For the last two weeks, I’ve been using this game as something to unwind with after a day at work. The combat isn’t anything with any particular depth as there isn’t a tactic required more complicated than smash anything that moves. Chaining melee combos, special attacks, and support attacks is visually brilliant and gets the job done, but there isn’t a strategy I employed at the end of the game that I didn’t develop at the beginning of it. That includes boss battles as they don’t put up any more of a challenge than the standard creatures I killed to reach them. I imagine some people might be turned off by how shallow the game can be, but I find it cathartic. As I said in the lede, sometimes you just want to tear shit up.

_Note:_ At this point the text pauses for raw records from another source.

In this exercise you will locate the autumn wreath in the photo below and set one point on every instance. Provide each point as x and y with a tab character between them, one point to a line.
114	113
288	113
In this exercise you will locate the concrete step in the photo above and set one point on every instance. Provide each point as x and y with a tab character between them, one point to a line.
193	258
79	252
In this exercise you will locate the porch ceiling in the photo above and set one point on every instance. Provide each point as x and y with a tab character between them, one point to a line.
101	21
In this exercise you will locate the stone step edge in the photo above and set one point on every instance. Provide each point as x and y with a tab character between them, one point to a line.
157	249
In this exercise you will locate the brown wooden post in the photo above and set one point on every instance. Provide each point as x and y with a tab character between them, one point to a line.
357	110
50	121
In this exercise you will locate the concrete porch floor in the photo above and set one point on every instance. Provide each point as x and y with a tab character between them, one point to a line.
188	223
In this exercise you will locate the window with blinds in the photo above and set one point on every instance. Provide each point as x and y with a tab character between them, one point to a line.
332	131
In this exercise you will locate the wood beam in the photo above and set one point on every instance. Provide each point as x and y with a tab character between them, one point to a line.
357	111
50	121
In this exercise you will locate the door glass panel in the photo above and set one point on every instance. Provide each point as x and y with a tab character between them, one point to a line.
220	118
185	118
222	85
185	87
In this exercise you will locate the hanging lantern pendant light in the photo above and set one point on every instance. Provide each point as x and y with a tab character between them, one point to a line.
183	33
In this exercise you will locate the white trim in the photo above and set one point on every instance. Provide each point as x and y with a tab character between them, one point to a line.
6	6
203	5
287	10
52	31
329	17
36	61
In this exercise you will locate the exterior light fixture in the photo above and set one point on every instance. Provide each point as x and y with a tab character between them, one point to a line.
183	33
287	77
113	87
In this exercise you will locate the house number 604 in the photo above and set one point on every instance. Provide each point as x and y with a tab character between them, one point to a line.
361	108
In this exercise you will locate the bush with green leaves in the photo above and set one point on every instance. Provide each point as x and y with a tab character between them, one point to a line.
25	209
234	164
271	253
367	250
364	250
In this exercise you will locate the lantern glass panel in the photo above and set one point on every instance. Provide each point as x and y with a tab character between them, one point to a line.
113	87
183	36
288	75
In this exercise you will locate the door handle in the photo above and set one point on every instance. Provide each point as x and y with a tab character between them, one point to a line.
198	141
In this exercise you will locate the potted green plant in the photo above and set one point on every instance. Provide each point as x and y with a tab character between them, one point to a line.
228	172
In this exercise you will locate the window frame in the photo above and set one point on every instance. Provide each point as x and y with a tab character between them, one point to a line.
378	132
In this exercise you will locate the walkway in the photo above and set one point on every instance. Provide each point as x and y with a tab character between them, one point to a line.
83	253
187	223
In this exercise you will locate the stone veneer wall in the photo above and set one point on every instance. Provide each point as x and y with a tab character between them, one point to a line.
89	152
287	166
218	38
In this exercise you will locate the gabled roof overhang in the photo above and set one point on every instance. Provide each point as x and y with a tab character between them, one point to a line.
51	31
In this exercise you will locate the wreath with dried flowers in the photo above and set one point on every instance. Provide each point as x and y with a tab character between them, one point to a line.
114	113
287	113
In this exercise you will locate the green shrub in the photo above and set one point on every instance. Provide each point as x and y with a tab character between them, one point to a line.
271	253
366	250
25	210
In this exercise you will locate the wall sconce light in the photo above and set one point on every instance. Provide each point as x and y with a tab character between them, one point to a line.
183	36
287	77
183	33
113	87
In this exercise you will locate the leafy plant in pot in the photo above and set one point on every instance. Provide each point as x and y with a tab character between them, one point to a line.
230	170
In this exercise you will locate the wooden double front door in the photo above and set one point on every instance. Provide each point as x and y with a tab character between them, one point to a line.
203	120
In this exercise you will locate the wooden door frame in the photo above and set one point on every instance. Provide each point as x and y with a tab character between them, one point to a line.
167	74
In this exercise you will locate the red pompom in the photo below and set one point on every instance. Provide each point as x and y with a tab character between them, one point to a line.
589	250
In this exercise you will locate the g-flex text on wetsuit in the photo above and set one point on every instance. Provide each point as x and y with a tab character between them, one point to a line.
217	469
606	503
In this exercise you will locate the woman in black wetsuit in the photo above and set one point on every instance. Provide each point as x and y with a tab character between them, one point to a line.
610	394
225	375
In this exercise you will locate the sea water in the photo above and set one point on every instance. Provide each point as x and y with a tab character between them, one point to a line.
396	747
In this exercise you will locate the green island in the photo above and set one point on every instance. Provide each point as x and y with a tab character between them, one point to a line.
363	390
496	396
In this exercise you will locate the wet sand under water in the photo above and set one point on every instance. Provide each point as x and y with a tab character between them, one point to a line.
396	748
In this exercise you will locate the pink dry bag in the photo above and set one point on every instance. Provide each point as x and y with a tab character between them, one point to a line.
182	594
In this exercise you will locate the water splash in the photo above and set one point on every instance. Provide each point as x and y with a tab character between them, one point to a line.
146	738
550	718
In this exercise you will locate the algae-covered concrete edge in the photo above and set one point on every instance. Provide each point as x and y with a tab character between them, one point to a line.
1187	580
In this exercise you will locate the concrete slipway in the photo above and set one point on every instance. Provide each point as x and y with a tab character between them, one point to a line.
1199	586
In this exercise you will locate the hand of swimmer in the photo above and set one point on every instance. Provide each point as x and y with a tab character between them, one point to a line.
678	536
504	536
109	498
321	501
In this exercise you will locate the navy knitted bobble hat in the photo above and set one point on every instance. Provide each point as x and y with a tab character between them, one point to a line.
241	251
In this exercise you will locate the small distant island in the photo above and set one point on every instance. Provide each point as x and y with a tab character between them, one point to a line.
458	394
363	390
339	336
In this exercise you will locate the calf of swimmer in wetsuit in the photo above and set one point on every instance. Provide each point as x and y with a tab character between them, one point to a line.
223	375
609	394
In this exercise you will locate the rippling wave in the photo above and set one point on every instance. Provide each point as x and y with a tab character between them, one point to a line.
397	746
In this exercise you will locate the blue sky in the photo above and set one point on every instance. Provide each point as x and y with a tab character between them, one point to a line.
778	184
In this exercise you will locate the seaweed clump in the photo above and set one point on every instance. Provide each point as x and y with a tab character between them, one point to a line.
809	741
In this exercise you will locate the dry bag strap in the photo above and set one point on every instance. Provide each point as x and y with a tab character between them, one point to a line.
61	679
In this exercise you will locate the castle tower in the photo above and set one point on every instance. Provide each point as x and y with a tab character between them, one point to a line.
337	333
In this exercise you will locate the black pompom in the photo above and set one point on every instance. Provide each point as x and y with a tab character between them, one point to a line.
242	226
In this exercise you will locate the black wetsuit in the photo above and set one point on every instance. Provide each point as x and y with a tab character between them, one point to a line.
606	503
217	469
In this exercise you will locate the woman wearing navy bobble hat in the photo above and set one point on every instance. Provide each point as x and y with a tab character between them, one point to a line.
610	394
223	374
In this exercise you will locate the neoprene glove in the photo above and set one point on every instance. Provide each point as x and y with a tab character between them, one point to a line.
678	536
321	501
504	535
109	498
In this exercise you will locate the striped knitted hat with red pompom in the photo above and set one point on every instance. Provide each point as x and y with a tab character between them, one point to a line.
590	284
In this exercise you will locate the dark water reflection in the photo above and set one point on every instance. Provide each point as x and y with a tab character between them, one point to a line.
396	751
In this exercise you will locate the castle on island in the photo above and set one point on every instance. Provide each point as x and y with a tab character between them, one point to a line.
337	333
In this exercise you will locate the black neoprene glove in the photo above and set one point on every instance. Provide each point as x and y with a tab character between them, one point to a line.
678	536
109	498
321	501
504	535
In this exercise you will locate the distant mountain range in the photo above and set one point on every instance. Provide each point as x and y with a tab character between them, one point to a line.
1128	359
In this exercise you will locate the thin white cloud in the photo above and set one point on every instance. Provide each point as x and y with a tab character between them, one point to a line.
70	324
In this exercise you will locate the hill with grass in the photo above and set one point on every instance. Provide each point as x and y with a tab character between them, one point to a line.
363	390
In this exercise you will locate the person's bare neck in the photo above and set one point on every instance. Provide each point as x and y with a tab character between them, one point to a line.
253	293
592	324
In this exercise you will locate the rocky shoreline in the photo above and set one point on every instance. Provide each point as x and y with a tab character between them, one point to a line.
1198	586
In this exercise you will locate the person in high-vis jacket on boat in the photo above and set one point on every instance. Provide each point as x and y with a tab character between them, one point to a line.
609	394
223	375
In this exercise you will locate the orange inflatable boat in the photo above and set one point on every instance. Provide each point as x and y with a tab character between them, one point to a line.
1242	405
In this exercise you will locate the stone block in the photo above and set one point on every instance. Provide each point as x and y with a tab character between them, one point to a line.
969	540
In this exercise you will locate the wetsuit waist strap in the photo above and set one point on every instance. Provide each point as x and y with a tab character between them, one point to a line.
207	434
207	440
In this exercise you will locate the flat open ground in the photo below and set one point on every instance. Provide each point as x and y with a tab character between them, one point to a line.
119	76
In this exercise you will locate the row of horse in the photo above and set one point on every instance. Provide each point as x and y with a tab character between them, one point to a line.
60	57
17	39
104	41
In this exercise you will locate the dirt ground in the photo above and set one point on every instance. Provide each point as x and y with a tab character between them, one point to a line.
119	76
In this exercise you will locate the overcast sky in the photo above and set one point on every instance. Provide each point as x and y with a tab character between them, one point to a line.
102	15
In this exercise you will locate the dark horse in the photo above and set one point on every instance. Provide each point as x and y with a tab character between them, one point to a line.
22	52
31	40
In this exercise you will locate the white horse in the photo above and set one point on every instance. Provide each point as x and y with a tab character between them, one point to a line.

In Lapis X Labyrinth, that means tearing shit up in quite beautiful backdrops. The art direction NIS employed works well. Creature designs are bright and unique, and each of the dungeon themes is varied enough that reaching a depth in the labyrinth genuinely feels like you’re entering a new world. Unfortunately, that feeling doesn’t last as the game frequently reuses areas as if only a handful of levels were made and NIS is trying desperately to pad the playtime as much as it can. The electronica soundtrack is catchy as hell, though Fever Mode music does tend to interrupt it.
While I find it to be endlessly arresting diving into dungeons, killing a bunch of creatures, and getting that loot, some undercooked aspects of Lapis X Labyrinth pull the rest of the experience down a bit. For starters, as much as I love getting loot, the randomization of the loot system sucks. At the end of each successful dungeon run, you’ll be able to unlock chests you’ve collected with keys you’ve earned. Each chest will contain either a different weapon, artifact, or piece of armor you can equip to your team. Unfortunately, there is no guarantee the chest you unlock will have decent loot and the chests are presented to players in a randomized order. That means if you grab a super rare chest, you might run out of keys before it’s an option for you to unlock it. Of course, if you do manage to open that super rare chest, it might contain a weak weapon that you’ll never use. Them’s the breaks.
Loot collected can be sold or traded to improve your characters, but Lapis X Labyrinth doesn’t do nearly enough to thoroughly explain how this works. There are short descriptions, but most of the functions of the game are left for the player to just figure out for themselves. It’s not a huge deal-breaker as the title isn’t that deep, but it would have been nice if the developers put a little more effort into explaining the different systems of the game, or having a more complete resource for curious players wanting to better understand everything here.
But it’s easy to ignore those complaints when the core gameplay is this fun and flashy. I went into Lapis X Labyrinth expecting a breezy dungeon crawler and that’s exactly what NIS delivered.
[This review is based on a retail build of the game provided by the publisher.]